没有单拐,他只得扶着身边的高脚茶几勉强站起身来,自伤了腿脚以来,这起身的动作他总是做得吃力,待站起来后,已是满头大汗,方喘了口气,却发觉一人一直坐在后殿正中的椅子上,漆黑的眼睛上上下下打量着自己。
已有五年未曾见面,容貌已有了成人的刚毅,而那眉目较之同龄人,仍是过于深刻和成熟,钟逸不难认出对方。
暌违多年,一夕得见,心境都已不再是当年的纯粹,话便也不知从何说起。钟逸撑着茶几站着,始终有些弱势,却仍是尽力挺直背脊,不愿示弱。
不知过了多久,那青年才是勾起了唇角,冷笑一声。
“太傅大人,您后悔吗?”
对方言语中的嘲讽令钟逸无法直面,低头看了看自己的腿脚,又看了看殿外萧条不如昔日的宫殿,终是什么也没有说。
悔如何,不悔,又如何。
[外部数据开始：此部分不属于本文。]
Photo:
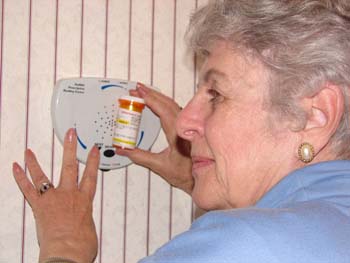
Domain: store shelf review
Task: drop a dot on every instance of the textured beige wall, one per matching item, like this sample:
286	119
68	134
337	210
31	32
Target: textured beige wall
44	40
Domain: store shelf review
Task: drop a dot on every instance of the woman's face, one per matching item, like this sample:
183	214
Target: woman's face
236	155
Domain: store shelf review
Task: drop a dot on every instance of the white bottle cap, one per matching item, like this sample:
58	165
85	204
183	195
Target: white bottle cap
132	98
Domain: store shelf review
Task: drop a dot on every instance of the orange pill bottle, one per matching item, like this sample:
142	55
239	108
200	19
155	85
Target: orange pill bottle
128	122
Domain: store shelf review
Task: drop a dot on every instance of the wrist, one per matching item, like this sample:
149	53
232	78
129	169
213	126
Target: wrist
64	250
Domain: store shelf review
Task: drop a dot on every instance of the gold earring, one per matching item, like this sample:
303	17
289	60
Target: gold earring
306	152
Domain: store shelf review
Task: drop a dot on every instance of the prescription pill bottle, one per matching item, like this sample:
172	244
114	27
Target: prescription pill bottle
128	122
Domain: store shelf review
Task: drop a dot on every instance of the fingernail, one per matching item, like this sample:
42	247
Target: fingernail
95	151
71	134
142	89
16	168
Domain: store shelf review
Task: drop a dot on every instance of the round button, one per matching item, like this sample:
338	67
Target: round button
109	153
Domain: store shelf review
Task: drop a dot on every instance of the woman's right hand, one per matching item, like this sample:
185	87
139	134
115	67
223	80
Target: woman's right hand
174	162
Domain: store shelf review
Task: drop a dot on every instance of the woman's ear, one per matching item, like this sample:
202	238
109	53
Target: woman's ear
325	110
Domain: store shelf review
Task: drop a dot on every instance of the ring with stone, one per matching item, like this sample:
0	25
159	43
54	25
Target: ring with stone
45	187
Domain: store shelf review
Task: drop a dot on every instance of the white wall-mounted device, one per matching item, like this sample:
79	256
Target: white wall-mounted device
90	106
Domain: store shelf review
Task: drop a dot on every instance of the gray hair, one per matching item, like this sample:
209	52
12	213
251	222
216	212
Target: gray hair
303	43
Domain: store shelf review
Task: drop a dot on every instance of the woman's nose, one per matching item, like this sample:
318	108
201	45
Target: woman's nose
190	121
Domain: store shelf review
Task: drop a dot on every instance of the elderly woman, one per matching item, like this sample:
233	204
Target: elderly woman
268	131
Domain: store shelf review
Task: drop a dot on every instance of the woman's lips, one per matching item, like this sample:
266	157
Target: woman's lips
201	162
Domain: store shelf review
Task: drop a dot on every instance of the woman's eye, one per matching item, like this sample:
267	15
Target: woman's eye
214	95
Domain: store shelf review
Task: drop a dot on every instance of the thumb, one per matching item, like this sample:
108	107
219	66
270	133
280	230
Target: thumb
141	157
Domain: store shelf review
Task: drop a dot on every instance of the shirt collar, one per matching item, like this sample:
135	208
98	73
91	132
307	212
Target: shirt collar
326	180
寅国走到今日,是天意安排,造化用尽,他虽有过,却也并非他一人之过。
“细说起来,天命,可真是有趣。”李栩一拍椅背,轻松的站起了身来,一面用轻快的口吻说这话,一面走近钟逸,“当年钟太傅受寅王厚爱,朝堂上如此意气奋发,光彩夺目如皎月当空,所至之处,简直众星黯然,万物褪色。”
“而本王,却像个小耗子一般,在宫中苟延残喘,忍辱度日。可笑可笑,换作当年,谁能想到今日情形。”
眼见对方已逼近到了眼跟前,钟逸明白避无可避,只得开口:“齐王如今已得以一统天下,若还念及当年,便善待寅国旧臣与百姓吧。”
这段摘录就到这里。